How does it benefit shareholders to have an employee who is so rich that he is hanging out with former Presidents? And did CBS need to pay someone $50+ million every year to tell them that the American public likes a happy ending?

Related:

  • Harry Potter and the $100 million/year manager (from 2003: “Yesterday’s posting raises the question “if an executive can’t do a good job for $2 million/year, will he do a good job when paid $20 million/year?” The moribund U.S. economy seems to suggest that paying out huge sums to managers is not effective. … think about how focussed on work you’d be if someone handed you a $75 million check tomorrow. You’d probably move into a bigger apartment and redecorate. And wouldn’t it be nice to have a few vacation houses? You know that you’ll be traveling by private jet from now on, but to which of the 50 fractional jet ownership plans should you subscribe? You’re going to get invited to a lot of fun charity events so you’ll need a new wardrobe. In short, living like a rich person is very time-consuming.”)
  • Gawker on the lawsuit filed by Moonves’s first wife (2004; being a defendant under California family law was a further distraction from the job; the litigation lasted for two years prior to what was expected to be “a lengthy trial”; every extra dollar paid by CBS to Moonves would have prolonged the litigation (when more is at stake, people fight more intensively))
  • The Journal of Popular Studies on how the current wife supports and defends the man (July 2018)

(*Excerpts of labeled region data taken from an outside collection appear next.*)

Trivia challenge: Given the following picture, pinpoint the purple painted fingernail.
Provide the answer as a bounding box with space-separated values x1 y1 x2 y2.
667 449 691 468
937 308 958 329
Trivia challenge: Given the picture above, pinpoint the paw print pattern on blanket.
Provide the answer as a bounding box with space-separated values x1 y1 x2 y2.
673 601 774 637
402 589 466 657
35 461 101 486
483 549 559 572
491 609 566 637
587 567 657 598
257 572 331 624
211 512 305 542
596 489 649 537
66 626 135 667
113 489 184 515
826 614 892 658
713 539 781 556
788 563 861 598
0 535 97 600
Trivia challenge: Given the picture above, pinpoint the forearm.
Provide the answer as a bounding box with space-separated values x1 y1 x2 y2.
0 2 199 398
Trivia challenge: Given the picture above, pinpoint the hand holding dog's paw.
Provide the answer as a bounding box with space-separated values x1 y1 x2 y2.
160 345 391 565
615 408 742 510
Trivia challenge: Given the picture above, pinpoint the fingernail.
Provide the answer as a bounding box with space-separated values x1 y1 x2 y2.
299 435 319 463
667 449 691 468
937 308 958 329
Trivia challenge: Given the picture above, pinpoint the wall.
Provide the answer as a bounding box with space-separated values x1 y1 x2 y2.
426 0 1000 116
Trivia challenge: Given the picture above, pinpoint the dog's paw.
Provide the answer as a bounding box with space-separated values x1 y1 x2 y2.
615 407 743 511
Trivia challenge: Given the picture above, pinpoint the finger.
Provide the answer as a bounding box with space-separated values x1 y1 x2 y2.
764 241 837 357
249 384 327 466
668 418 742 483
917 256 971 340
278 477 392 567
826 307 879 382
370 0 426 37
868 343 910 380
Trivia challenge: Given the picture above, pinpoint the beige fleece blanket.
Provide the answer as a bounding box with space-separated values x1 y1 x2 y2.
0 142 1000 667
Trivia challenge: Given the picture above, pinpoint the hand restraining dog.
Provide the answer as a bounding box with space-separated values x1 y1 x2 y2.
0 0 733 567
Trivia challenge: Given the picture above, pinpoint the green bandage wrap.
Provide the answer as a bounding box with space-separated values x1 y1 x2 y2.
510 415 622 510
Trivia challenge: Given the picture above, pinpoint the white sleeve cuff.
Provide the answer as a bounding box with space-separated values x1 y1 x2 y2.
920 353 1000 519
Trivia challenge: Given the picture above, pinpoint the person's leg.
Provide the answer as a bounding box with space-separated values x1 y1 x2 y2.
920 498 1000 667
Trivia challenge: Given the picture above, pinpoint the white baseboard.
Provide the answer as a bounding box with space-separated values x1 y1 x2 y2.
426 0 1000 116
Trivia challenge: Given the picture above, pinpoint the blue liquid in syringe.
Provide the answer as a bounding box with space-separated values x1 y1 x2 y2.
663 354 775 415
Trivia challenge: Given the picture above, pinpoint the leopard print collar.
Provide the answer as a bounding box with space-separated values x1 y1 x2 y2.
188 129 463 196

[Buried in the middle bullet is something interesting. The journalist for “legalzoom” says that “But appearing in court wasn’t Moonves’ only speedy option. He could have rushed the process earlier by divorcing outside of California. While most states have residency requirements or long cooling-off periods, a few states offer a quick out. Nevada isn’t just the home of the drive-through wedding chapel. It’s also the best state for a quickie divorce.” The lawsuit was filed by his wife in California under California law. At that point, Moonves had no choice but to defend the suit (under the “no-fault” system, the wife was guaranteed to win a divorce, but there was an open question of how profitable it would be). The “no-fault” system is referred to by researchers as unilateral. Yet the American media portrays the defendant as having a world of options (which would be the case only under a bilateral system) and/or the decision to engage in a divorce lawsuit as an entirely voluntary process, agreed upon by both spouses.]

Readers: What organization should get the $20 million? There are roughly 75 million women in the U.S. labor force (U.S. Department of Labor, Women’s Bureau). Should each of these women get 27 cents (minus admin costs) for what they’ve suffered at the hands (etc.) of guys such as Moonves?